Site Reliability Engineer
Siemens
Job Description
Responsibilities/Tasks for job opportunity
- Lead the design, deployment, automation, and integration of scripting solutions to enhance capabilities, visibility, and efficiency.
- Collaborate with leaders across technical platforms and partners to engineer automated, integrated solutions that improve tool, service, and team interactions, increasing availability, reliability, and performance.
- Oversee and ensure that both internal and external SLAs consistently meet or exceed expectations.
- Continuously review and refine SRE standards, processes, and standard practices, particularly in incident response and toil reduction.

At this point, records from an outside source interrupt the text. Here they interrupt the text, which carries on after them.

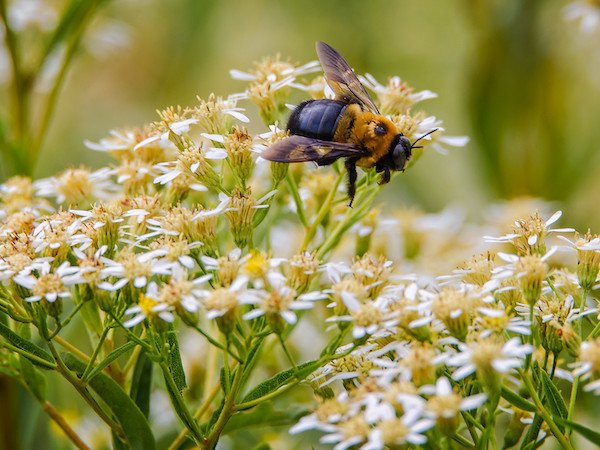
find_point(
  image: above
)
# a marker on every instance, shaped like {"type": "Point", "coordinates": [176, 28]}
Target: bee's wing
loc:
{"type": "Point", "coordinates": [342, 79]}
{"type": "Point", "coordinates": [301, 148]}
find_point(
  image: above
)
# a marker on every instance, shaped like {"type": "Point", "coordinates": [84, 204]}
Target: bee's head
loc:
{"type": "Point", "coordinates": [401, 150]}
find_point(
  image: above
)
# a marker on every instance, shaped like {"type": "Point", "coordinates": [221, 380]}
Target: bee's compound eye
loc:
{"type": "Point", "coordinates": [380, 129]}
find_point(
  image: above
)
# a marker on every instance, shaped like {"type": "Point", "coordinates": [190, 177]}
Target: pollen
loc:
{"type": "Point", "coordinates": [446, 406]}
{"type": "Point", "coordinates": [240, 217]}
{"type": "Point", "coordinates": [355, 426]}
{"type": "Point", "coordinates": [478, 270]}
{"type": "Point", "coordinates": [455, 309]}
{"type": "Point", "coordinates": [212, 116]}
{"type": "Point", "coordinates": [532, 271]}
{"type": "Point", "coordinates": [372, 272]}
{"type": "Point", "coordinates": [589, 260]}
{"type": "Point", "coordinates": [329, 408]}
{"type": "Point", "coordinates": [367, 314]}
{"type": "Point", "coordinates": [132, 266]}
{"type": "Point", "coordinates": [75, 185]}
{"type": "Point", "coordinates": [419, 362]}
{"type": "Point", "coordinates": [303, 269]}
{"type": "Point", "coordinates": [227, 271]}
{"type": "Point", "coordinates": [146, 304]}
{"type": "Point", "coordinates": [257, 265]}
{"type": "Point", "coordinates": [277, 301]}
{"type": "Point", "coordinates": [17, 194]}
{"type": "Point", "coordinates": [173, 292]}
{"type": "Point", "coordinates": [238, 145]}
{"type": "Point", "coordinates": [408, 124]}
{"type": "Point", "coordinates": [531, 236]}
{"type": "Point", "coordinates": [221, 299]}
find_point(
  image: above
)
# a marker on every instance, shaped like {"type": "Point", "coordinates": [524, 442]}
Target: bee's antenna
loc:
{"type": "Point", "coordinates": [425, 135]}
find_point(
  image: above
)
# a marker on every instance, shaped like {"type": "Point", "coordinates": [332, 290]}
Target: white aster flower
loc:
{"type": "Point", "coordinates": [49, 284]}
{"type": "Point", "coordinates": [148, 306]}
{"type": "Point", "coordinates": [502, 358]}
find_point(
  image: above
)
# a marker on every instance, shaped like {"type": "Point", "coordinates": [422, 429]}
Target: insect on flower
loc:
{"type": "Point", "coordinates": [350, 126]}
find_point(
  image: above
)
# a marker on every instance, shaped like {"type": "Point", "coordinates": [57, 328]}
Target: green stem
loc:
{"type": "Point", "coordinates": [325, 209]}
{"type": "Point", "coordinates": [78, 385]}
{"type": "Point", "coordinates": [21, 87]}
{"type": "Point", "coordinates": [63, 425]}
{"type": "Point", "coordinates": [180, 407]}
{"type": "Point", "coordinates": [92, 360]}
{"type": "Point", "coordinates": [462, 441]}
{"type": "Point", "coordinates": [26, 354]}
{"type": "Point", "coordinates": [226, 411]}
{"type": "Point", "coordinates": [216, 343]}
{"type": "Point", "coordinates": [351, 218]}
{"type": "Point", "coordinates": [65, 322]}
{"type": "Point", "coordinates": [197, 415]}
{"type": "Point", "coordinates": [293, 187]}
{"type": "Point", "coordinates": [52, 98]}
{"type": "Point", "coordinates": [575, 385]}
{"type": "Point", "coordinates": [287, 352]}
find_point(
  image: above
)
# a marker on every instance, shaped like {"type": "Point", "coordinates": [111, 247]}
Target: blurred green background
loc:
{"type": "Point", "coordinates": [515, 76]}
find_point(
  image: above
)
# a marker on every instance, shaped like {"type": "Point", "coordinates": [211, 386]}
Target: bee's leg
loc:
{"type": "Point", "coordinates": [386, 176]}
{"type": "Point", "coordinates": [350, 164]}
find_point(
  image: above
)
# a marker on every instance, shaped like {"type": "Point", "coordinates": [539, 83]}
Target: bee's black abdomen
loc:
{"type": "Point", "coordinates": [316, 118]}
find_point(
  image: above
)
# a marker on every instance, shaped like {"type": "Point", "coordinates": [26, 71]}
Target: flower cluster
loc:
{"type": "Point", "coordinates": [411, 330]}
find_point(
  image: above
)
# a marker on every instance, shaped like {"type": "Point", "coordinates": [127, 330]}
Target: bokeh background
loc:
{"type": "Point", "coordinates": [515, 76]}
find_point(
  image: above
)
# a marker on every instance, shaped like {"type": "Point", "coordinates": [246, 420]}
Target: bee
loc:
{"type": "Point", "coordinates": [350, 127]}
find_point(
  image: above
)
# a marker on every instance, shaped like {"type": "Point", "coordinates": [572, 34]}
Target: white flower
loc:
{"type": "Point", "coordinates": [509, 356]}
{"type": "Point", "coordinates": [148, 306]}
{"type": "Point", "coordinates": [449, 409]}
{"type": "Point", "coordinates": [50, 285]}
{"type": "Point", "coordinates": [137, 269]}
{"type": "Point", "coordinates": [533, 238]}
{"type": "Point", "coordinates": [394, 84]}
{"type": "Point", "coordinates": [280, 299]}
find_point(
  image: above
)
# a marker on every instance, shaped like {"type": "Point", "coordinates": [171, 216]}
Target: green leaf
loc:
{"type": "Point", "coordinates": [175, 364]}
{"type": "Point", "coordinates": [34, 379]}
{"type": "Point", "coordinates": [141, 383]}
{"type": "Point", "coordinates": [278, 380]}
{"type": "Point", "coordinates": [517, 400]}
{"type": "Point", "coordinates": [42, 357]}
{"type": "Point", "coordinates": [137, 431]}
{"type": "Point", "coordinates": [110, 358]}
{"type": "Point", "coordinates": [264, 415]}
{"type": "Point", "coordinates": [589, 434]}
{"type": "Point", "coordinates": [554, 400]}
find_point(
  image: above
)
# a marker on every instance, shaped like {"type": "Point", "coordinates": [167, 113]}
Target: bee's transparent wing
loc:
{"type": "Point", "coordinates": [301, 149]}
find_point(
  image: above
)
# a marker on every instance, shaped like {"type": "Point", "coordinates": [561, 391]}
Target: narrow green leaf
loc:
{"type": "Point", "coordinates": [141, 383]}
{"type": "Point", "coordinates": [34, 379]}
{"type": "Point", "coordinates": [278, 380]}
{"type": "Point", "coordinates": [110, 358]}
{"type": "Point", "coordinates": [517, 400]}
{"type": "Point", "coordinates": [224, 380]}
{"type": "Point", "coordinates": [264, 415]}
{"type": "Point", "coordinates": [554, 399]}
{"type": "Point", "coordinates": [136, 427]}
{"type": "Point", "coordinates": [28, 348]}
{"type": "Point", "coordinates": [175, 364]}
{"type": "Point", "coordinates": [591, 435]}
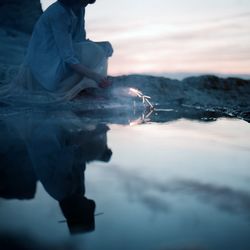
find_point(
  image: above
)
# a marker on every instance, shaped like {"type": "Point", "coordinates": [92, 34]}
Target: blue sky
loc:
{"type": "Point", "coordinates": [164, 36]}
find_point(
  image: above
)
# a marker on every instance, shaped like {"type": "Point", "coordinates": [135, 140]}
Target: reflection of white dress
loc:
{"type": "Point", "coordinates": [58, 39]}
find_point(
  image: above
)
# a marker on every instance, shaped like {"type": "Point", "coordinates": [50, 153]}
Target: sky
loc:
{"type": "Point", "coordinates": [172, 37]}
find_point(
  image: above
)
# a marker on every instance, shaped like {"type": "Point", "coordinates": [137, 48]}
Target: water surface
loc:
{"type": "Point", "coordinates": [183, 184]}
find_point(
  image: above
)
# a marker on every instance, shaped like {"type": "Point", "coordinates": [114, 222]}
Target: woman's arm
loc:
{"type": "Point", "coordinates": [84, 71]}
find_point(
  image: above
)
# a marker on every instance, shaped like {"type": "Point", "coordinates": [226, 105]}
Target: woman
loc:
{"type": "Point", "coordinates": [60, 61]}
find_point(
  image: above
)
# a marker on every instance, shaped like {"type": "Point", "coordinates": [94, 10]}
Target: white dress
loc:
{"type": "Point", "coordinates": [58, 39]}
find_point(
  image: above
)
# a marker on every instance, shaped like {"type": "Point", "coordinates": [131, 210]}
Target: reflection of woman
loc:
{"type": "Point", "coordinates": [59, 151]}
{"type": "Point", "coordinates": [54, 151]}
{"type": "Point", "coordinates": [60, 60]}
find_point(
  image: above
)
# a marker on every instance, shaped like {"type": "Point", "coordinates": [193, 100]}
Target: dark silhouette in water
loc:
{"type": "Point", "coordinates": [55, 152]}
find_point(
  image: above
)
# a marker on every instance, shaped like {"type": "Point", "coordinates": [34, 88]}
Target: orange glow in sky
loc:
{"type": "Point", "coordinates": [163, 36]}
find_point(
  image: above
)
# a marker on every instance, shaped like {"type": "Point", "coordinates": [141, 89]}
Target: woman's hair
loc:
{"type": "Point", "coordinates": [72, 2]}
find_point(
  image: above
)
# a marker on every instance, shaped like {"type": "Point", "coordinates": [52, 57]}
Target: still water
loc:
{"type": "Point", "coordinates": [183, 184]}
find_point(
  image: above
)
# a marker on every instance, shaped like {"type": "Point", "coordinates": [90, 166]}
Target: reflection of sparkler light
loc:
{"type": "Point", "coordinates": [136, 92]}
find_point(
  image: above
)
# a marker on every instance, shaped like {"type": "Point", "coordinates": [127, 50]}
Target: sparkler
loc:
{"type": "Point", "coordinates": [145, 98]}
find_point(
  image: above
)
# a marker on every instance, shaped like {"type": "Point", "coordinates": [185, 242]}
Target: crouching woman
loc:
{"type": "Point", "coordinates": [60, 60]}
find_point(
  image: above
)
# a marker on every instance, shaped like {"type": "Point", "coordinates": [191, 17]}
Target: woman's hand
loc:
{"type": "Point", "coordinates": [102, 81]}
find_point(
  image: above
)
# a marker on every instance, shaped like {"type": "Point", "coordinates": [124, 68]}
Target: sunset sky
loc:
{"type": "Point", "coordinates": [163, 36]}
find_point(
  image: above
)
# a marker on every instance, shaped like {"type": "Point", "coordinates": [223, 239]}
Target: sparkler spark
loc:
{"type": "Point", "coordinates": [136, 92]}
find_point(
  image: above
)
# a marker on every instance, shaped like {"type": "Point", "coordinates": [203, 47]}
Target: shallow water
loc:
{"type": "Point", "coordinates": [177, 185]}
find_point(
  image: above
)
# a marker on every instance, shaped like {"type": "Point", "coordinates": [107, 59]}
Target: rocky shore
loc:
{"type": "Point", "coordinates": [210, 93]}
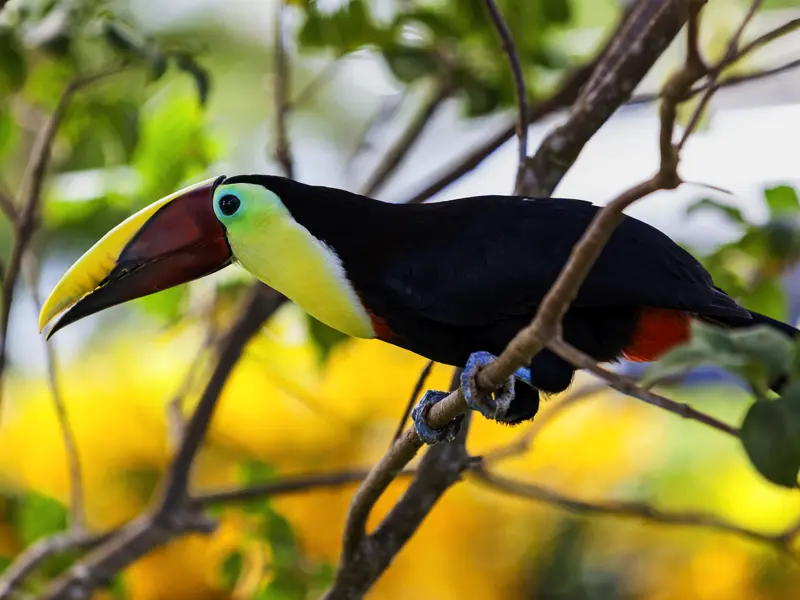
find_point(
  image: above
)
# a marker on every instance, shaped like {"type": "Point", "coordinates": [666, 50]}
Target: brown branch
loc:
{"type": "Point", "coordinates": [730, 57]}
{"type": "Point", "coordinates": [365, 557]}
{"type": "Point", "coordinates": [35, 554]}
{"type": "Point", "coordinates": [510, 50]}
{"type": "Point", "coordinates": [282, 149]}
{"type": "Point", "coordinates": [645, 34]}
{"type": "Point", "coordinates": [285, 485]}
{"type": "Point", "coordinates": [423, 377]}
{"type": "Point", "coordinates": [30, 194]}
{"type": "Point", "coordinates": [628, 387]}
{"type": "Point", "coordinates": [768, 37]}
{"type": "Point", "coordinates": [522, 443]}
{"type": "Point", "coordinates": [398, 152]}
{"type": "Point", "coordinates": [640, 510]}
{"type": "Point", "coordinates": [76, 503]}
{"type": "Point", "coordinates": [175, 514]}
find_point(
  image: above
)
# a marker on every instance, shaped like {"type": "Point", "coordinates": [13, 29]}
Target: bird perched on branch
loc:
{"type": "Point", "coordinates": [452, 281]}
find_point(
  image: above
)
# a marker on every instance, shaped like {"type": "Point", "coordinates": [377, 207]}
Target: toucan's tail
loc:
{"type": "Point", "coordinates": [759, 319]}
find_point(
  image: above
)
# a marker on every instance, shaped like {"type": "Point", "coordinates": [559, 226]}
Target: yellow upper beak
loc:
{"type": "Point", "coordinates": [149, 237]}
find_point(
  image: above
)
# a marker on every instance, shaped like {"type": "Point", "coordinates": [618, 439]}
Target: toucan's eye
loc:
{"type": "Point", "coordinates": [229, 204]}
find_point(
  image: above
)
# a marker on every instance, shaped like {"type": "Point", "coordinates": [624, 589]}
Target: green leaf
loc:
{"type": "Point", "coordinates": [5, 561]}
{"type": "Point", "coordinates": [408, 63]}
{"type": "Point", "coordinates": [326, 338]}
{"type": "Point", "coordinates": [781, 200]}
{"type": "Point", "coordinates": [345, 30]}
{"type": "Point", "coordinates": [768, 297]}
{"type": "Point", "coordinates": [37, 516]}
{"type": "Point", "coordinates": [759, 354]}
{"type": "Point", "coordinates": [770, 435]}
{"type": "Point", "coordinates": [231, 570]}
{"type": "Point", "coordinates": [254, 472]}
{"type": "Point", "coordinates": [14, 70]}
{"type": "Point", "coordinates": [732, 213]}
{"type": "Point", "coordinates": [557, 11]}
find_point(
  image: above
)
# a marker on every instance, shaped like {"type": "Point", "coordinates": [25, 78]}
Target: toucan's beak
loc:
{"type": "Point", "coordinates": [170, 242]}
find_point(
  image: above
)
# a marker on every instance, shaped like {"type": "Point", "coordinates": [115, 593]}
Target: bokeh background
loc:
{"type": "Point", "coordinates": [198, 100]}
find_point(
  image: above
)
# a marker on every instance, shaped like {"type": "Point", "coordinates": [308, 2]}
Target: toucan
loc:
{"type": "Point", "coordinates": [452, 281]}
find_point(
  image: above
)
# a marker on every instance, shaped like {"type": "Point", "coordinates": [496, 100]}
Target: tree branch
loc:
{"type": "Point", "coordinates": [30, 194]}
{"type": "Point", "coordinates": [645, 34]}
{"type": "Point", "coordinates": [510, 49]}
{"type": "Point", "coordinates": [639, 510]}
{"type": "Point", "coordinates": [175, 513]}
{"type": "Point", "coordinates": [76, 503]}
{"type": "Point", "coordinates": [397, 153]}
{"type": "Point", "coordinates": [365, 557]}
{"type": "Point", "coordinates": [423, 377]}
{"type": "Point", "coordinates": [282, 148]}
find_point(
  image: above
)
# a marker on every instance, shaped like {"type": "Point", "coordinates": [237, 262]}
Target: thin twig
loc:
{"type": "Point", "coordinates": [423, 377]}
{"type": "Point", "coordinates": [35, 554]}
{"type": "Point", "coordinates": [768, 37]}
{"type": "Point", "coordinates": [30, 194]}
{"type": "Point", "coordinates": [174, 514]}
{"type": "Point", "coordinates": [640, 510]}
{"type": "Point", "coordinates": [76, 503]}
{"type": "Point", "coordinates": [285, 485]}
{"type": "Point", "coordinates": [629, 388]}
{"type": "Point", "coordinates": [644, 35]}
{"type": "Point", "coordinates": [715, 72]}
{"type": "Point", "coordinates": [398, 152]}
{"type": "Point", "coordinates": [523, 442]}
{"type": "Point", "coordinates": [282, 84]}
{"type": "Point", "coordinates": [510, 50]}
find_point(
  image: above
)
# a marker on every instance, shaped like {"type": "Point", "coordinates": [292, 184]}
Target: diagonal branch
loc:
{"type": "Point", "coordinates": [30, 194]}
{"type": "Point", "coordinates": [175, 514]}
{"type": "Point", "coordinates": [282, 148]}
{"type": "Point", "coordinates": [645, 34]}
{"type": "Point", "coordinates": [398, 152]}
{"type": "Point", "coordinates": [76, 503]}
{"type": "Point", "coordinates": [510, 49]}
{"type": "Point", "coordinates": [639, 510]}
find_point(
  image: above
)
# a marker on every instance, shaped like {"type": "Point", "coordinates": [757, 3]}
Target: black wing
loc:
{"type": "Point", "coordinates": [472, 261]}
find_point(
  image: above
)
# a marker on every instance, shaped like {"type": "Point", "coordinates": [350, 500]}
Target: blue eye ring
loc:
{"type": "Point", "coordinates": [229, 204]}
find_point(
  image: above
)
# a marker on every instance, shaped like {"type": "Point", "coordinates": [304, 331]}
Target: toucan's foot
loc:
{"type": "Point", "coordinates": [495, 405]}
{"type": "Point", "coordinates": [426, 433]}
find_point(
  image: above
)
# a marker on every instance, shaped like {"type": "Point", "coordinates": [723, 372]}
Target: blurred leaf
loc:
{"type": "Point", "coordinates": [557, 11]}
{"type": "Point", "coordinates": [781, 200]}
{"type": "Point", "coordinates": [732, 213]}
{"type": "Point", "coordinates": [14, 70]}
{"type": "Point", "coordinates": [770, 435]}
{"type": "Point", "coordinates": [481, 98]}
{"type": "Point", "coordinates": [782, 239]}
{"type": "Point", "coordinates": [166, 305]}
{"type": "Point", "coordinates": [37, 516]}
{"type": "Point", "coordinates": [768, 297]}
{"type": "Point", "coordinates": [254, 472]}
{"type": "Point", "coordinates": [758, 354]}
{"type": "Point", "coordinates": [409, 63]}
{"type": "Point", "coordinates": [231, 570]}
{"type": "Point", "coordinates": [324, 336]}
{"type": "Point", "coordinates": [344, 30]}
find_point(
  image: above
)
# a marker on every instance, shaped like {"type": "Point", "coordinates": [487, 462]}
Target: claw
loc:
{"type": "Point", "coordinates": [426, 433]}
{"type": "Point", "coordinates": [496, 404]}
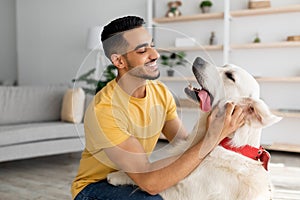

- Manage a team of engineers participating in a 24/7 on-call rotation to support our production infrastructure.
- Join incident calls that exceed acceptable duration.
- Ensure comprehensive post-mortem analysis of production incidents, driving continuous improvement initiatives.
Required Knowledge/Skills, Education, and Experience
- 7+ years of professional experience in SRE or DevOps, with 3+ years of experience in a leadership role.
- proven experience with automation via scripting & API development
- 2+ years experience with observability tools(Datadog, CloudWatch, Cloud-Trail, Elastic Stack, Grafana, or equivalent tools)
- 2+ years experience with containerization, specifically Kubernetes
- 2+ years experience with Amazon Web Services (AWS) services
- 2+ years experience Terraform, CloudFormation, Ansible, or equivalent tools
- 2+ years experience with issue/incident tracking tool
Preferred Knowledge/Skills, Education, and Experience
- Familiarity with agile methodologies and experience working in an Agile/Scrum environment.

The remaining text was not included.